Baca artikel IDN Times lainnya di IDN App
For
You

PBB Khawatir Konflik di Kongo akan Menyebar ke Negara Lain di Kawasan

ilustrasi tentara (unsplash.com/Daniel Balaure)
ilustrasi tentara (unsplash.com/Daniel Balaure)
Intinya sih...
  • Komisaris Tinggi Hak Asasi Manusia PBB memperingatkan konflik di DRC bisa meluas ke seluruh kawasan tanpa intervensi.
  • Pemberontak M23 merebut kota Goma, menewaskan 3 ribu orang dan mengungsi banyak lainnya, memicu permintaan penyelidikan pelanggaran HAM.
  • Pertempuran sengit masih berlanjut di provinsi Kivu Selatan, dengan kekhawatiran meningkat atas situasi kemanusiaan yang memburuk.
Disclaimer: This summary was created using Artificial Intelligence (AI)

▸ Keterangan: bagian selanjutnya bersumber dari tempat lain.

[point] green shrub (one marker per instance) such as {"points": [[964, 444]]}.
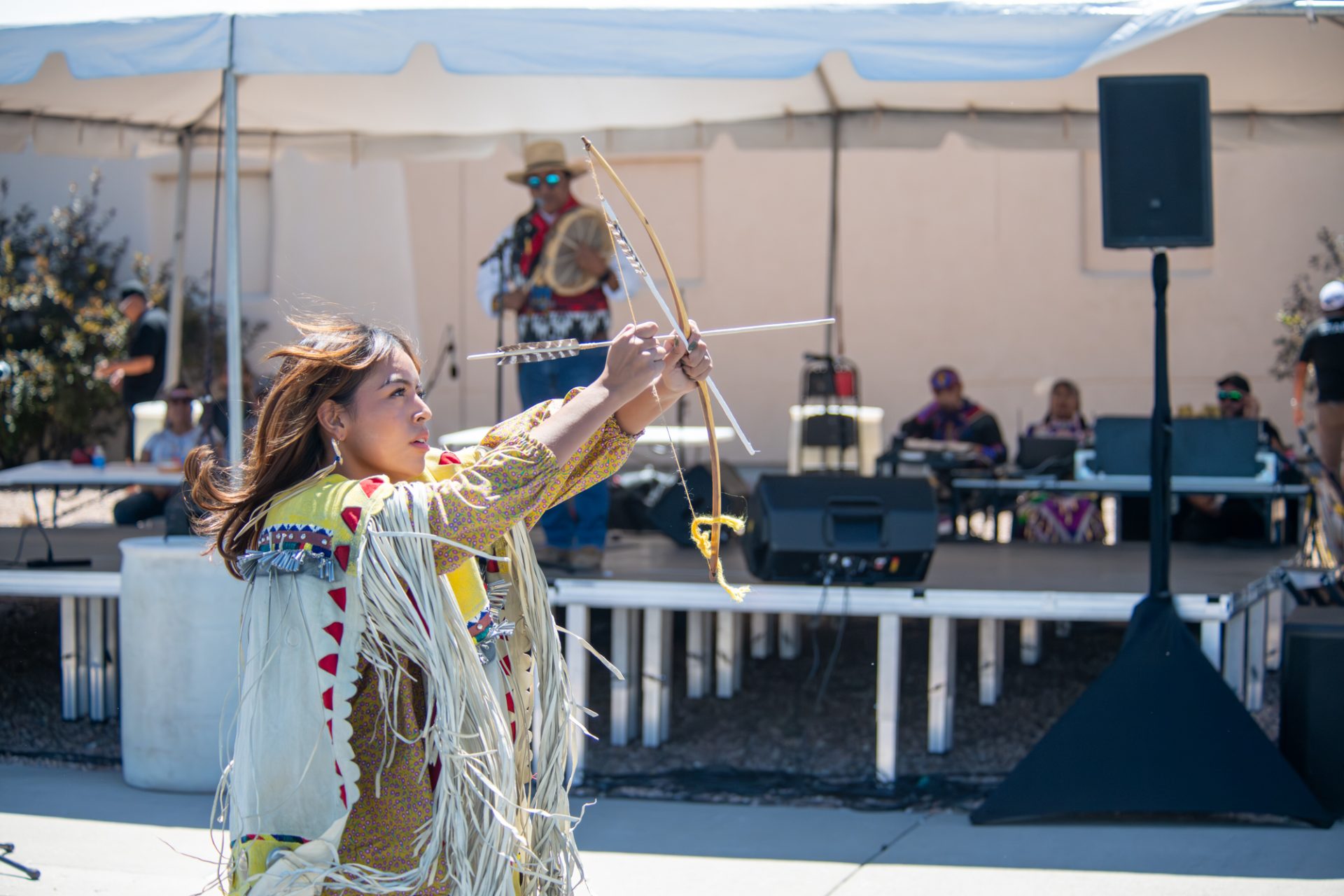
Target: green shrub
{"points": [[55, 324]]}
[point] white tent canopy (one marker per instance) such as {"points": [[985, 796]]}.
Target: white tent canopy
{"points": [[477, 71], [369, 77]]}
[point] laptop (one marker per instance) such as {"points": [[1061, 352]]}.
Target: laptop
{"points": [[1040, 456], [1200, 447]]}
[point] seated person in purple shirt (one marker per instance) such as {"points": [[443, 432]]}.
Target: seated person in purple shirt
{"points": [[955, 418]]}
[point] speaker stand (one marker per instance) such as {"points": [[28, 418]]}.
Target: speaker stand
{"points": [[1159, 732]]}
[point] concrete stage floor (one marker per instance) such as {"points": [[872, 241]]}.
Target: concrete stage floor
{"points": [[92, 834]]}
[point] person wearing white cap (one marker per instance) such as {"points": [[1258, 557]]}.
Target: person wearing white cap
{"points": [[1323, 348]]}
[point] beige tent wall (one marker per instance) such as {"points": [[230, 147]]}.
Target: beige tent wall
{"points": [[986, 260], [981, 258]]}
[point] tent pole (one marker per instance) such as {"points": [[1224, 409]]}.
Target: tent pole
{"points": [[233, 265], [178, 300], [832, 248]]}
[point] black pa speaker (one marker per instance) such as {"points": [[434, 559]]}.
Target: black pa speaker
{"points": [[799, 528], [1156, 166], [1312, 716], [671, 514]]}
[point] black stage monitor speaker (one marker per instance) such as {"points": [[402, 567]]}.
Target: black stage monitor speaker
{"points": [[1156, 167], [862, 530], [1312, 718]]}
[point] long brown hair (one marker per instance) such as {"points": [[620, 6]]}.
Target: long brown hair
{"points": [[288, 445]]}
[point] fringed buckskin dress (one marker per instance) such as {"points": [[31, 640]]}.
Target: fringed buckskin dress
{"points": [[388, 680]]}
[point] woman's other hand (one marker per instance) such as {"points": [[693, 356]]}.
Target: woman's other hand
{"points": [[635, 362], [682, 368]]}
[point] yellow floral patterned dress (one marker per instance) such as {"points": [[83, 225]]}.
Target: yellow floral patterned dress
{"points": [[359, 778]]}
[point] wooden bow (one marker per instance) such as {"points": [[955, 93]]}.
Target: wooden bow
{"points": [[680, 320]]}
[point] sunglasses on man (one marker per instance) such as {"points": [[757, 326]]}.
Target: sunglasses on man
{"points": [[550, 181]]}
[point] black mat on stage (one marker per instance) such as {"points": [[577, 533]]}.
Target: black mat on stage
{"points": [[1140, 746]]}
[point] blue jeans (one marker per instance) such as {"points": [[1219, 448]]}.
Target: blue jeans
{"points": [[581, 522]]}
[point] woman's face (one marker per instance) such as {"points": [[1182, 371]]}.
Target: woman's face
{"points": [[1063, 403], [385, 429]]}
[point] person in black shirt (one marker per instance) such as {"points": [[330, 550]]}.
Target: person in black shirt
{"points": [[953, 418], [140, 375], [1218, 517], [1323, 347]]}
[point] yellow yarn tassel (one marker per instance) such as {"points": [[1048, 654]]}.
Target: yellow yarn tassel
{"points": [[702, 540]]}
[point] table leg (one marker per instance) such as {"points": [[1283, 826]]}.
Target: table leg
{"points": [[1211, 643], [942, 681], [724, 653], [889, 696], [698, 652], [1234, 654], [112, 629], [1275, 629], [624, 630], [577, 664], [666, 691], [739, 654], [991, 662], [1256, 625], [97, 663], [83, 656], [652, 679], [69, 660], [1030, 638], [790, 636]]}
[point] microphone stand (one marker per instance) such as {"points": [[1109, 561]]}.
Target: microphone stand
{"points": [[499, 324]]}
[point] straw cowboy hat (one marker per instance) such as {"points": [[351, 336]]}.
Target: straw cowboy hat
{"points": [[546, 155]]}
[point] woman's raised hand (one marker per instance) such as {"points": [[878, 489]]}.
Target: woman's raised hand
{"points": [[635, 362], [682, 368]]}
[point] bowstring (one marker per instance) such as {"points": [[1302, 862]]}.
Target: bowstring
{"points": [[608, 213]]}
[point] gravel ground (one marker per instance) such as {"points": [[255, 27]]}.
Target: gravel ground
{"points": [[780, 741], [73, 507]]}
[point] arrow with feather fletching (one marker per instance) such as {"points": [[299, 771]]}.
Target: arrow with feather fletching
{"points": [[556, 348]]}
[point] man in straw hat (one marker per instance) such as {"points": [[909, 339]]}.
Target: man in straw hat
{"points": [[575, 532], [1323, 348]]}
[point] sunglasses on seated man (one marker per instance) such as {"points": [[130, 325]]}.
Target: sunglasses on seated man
{"points": [[550, 181]]}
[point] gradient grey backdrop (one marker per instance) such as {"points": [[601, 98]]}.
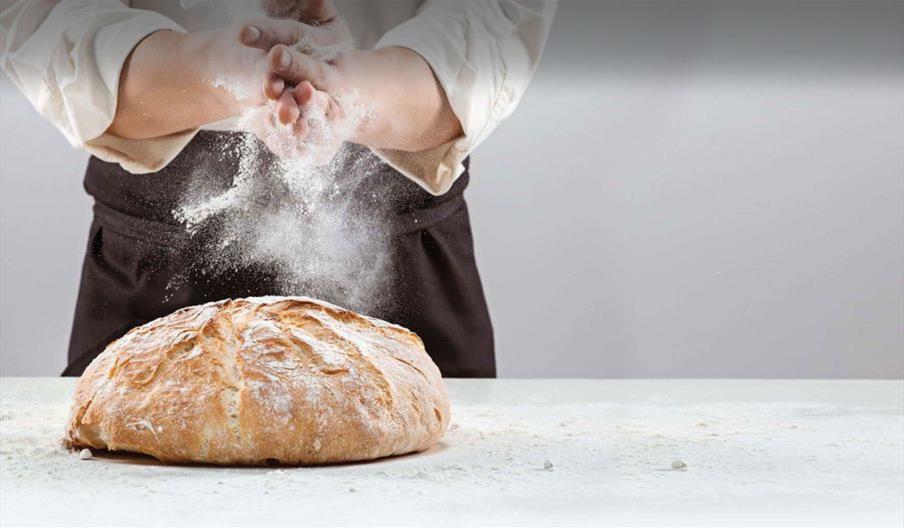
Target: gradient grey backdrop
{"points": [[688, 189]]}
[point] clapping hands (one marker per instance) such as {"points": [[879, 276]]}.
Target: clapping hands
{"points": [[309, 108]]}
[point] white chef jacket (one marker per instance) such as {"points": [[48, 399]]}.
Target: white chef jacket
{"points": [[66, 57]]}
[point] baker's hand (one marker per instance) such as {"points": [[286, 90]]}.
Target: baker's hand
{"points": [[305, 120]]}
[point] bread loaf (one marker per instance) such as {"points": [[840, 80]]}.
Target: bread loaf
{"points": [[252, 381]]}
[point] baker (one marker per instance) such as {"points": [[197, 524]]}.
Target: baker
{"points": [[136, 85]]}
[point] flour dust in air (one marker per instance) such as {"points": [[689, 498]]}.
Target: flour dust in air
{"points": [[302, 226]]}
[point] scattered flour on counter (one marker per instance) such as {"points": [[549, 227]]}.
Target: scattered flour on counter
{"points": [[609, 458]]}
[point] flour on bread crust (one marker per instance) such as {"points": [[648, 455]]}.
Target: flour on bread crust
{"points": [[251, 381]]}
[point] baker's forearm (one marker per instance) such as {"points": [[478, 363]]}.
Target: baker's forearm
{"points": [[410, 109], [165, 87]]}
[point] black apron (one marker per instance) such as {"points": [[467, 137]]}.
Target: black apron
{"points": [[141, 264]]}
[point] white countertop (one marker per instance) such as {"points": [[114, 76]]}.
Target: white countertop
{"points": [[757, 452]]}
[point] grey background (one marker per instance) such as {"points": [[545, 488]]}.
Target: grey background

Jakarta, IDN Times - Komisaris Tinggi Hak Asasi Manusia PBB, Volker Turk, memperingatkan bahwa konflik di Republik Demokratik Kongo (DRC) dapat meluas ke seluruh kawasan tanpa adanya intervensi. Oleh sebab itu, ia mendesak semua pihak untuk membantu menghentikan kekerasan tersebut.

DRC telah terjerumus ke dalam krisis sejak pemberontak Gerakan 23 Maret (M23) dan pasukan sekutunya merebut kota Goma pekan lalu. Hampir 3 ribu orang dilaporkan tewas dan banyak lainnya mengungsi akibat kekacauan tersebut.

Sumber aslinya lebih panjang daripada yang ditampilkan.